If there’s one corner of corporate life that’s managed to stay blissfully unmeasured, it’s the trade show. You know the scene — miles of carpet, forests of pop-up banners, oceans of coffee, and enough branded tote bags to start a small retail chain. All in the noble pursuit of “connection.”
Now, though, it seems the ESG spotlight has finally found the exhibition hall. Enter tim — the Tradeshow Impact Manager from PIE Factory — a new platform designed to measure and improve the environmental and social footprint of global trade show campaigns.

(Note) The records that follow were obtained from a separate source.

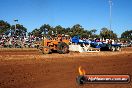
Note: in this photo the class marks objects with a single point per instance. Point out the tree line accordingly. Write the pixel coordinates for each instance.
(76, 29)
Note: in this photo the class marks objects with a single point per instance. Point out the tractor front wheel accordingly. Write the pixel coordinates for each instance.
(46, 50)
(113, 48)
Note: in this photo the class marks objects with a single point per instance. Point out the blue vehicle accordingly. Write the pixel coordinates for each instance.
(102, 46)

Created by Nick Marks and sustainability specialist Simon Evans, tim helps companies see what’s really happening beneath the bunting: the carbon, waste, materials, and human impact of the big show. It’s already been picked up by brands like CBRE, Pernod Ricard, Knight Frank and Dolby, with early adopters calling it a “game changer.”

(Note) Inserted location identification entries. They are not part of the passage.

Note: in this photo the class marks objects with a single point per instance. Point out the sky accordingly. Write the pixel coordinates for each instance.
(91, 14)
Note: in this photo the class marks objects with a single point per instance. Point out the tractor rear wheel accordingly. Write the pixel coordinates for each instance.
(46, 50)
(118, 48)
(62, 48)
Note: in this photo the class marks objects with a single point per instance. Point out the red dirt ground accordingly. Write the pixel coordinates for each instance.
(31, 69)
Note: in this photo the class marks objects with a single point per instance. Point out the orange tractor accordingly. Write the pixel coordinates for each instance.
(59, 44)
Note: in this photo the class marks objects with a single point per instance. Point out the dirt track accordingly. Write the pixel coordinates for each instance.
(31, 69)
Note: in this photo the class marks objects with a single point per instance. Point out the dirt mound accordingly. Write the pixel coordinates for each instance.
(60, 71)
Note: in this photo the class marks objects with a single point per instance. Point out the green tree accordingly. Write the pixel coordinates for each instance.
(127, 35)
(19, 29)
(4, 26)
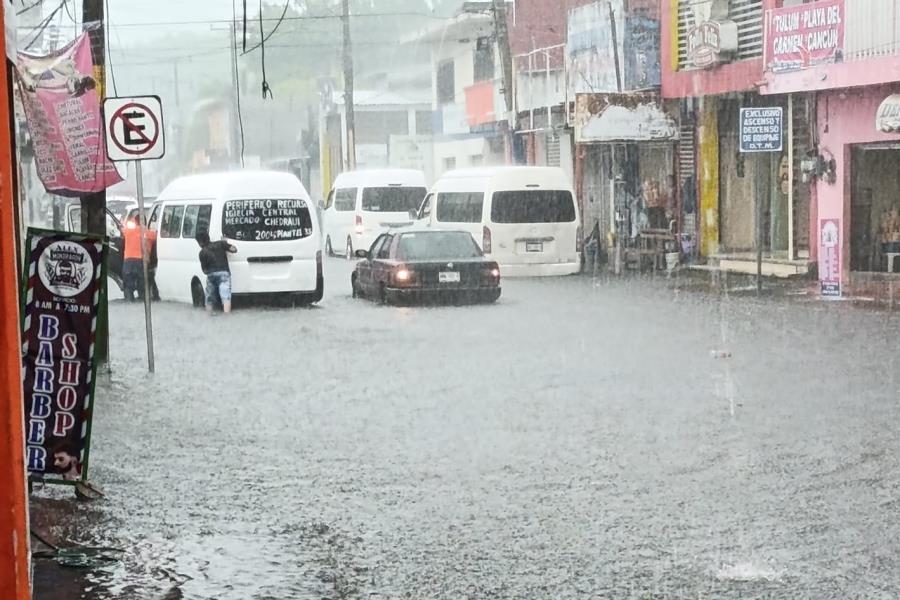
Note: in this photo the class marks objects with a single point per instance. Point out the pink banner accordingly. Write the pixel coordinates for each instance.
(63, 110)
(830, 256)
(798, 37)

As Marks puts it, “tim makes the invisible visible.”
Which sounds obvious — but only once someone else says it.
It’s clever stuff. And as I read about it, a thought struck me.

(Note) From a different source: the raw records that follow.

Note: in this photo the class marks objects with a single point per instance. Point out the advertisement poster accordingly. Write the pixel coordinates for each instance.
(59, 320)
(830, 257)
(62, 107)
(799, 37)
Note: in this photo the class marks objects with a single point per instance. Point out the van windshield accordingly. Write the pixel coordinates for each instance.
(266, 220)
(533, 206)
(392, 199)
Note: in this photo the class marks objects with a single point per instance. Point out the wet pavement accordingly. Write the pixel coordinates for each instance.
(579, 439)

There must be hundreds of sustainability trade shows out there — packed with people talking about measurement, accountability, and the circular economy — all having dutifully travelled to the ExCeL, NEC, Olympia, or Manchester Central by plane, train, helicopter, or gas-guzzling car.
And I caught myself wondering, in all innocence, whether they’re using tim too.
Probably they are.
Or maybe that’s just the sort of thing I’d forget to measure.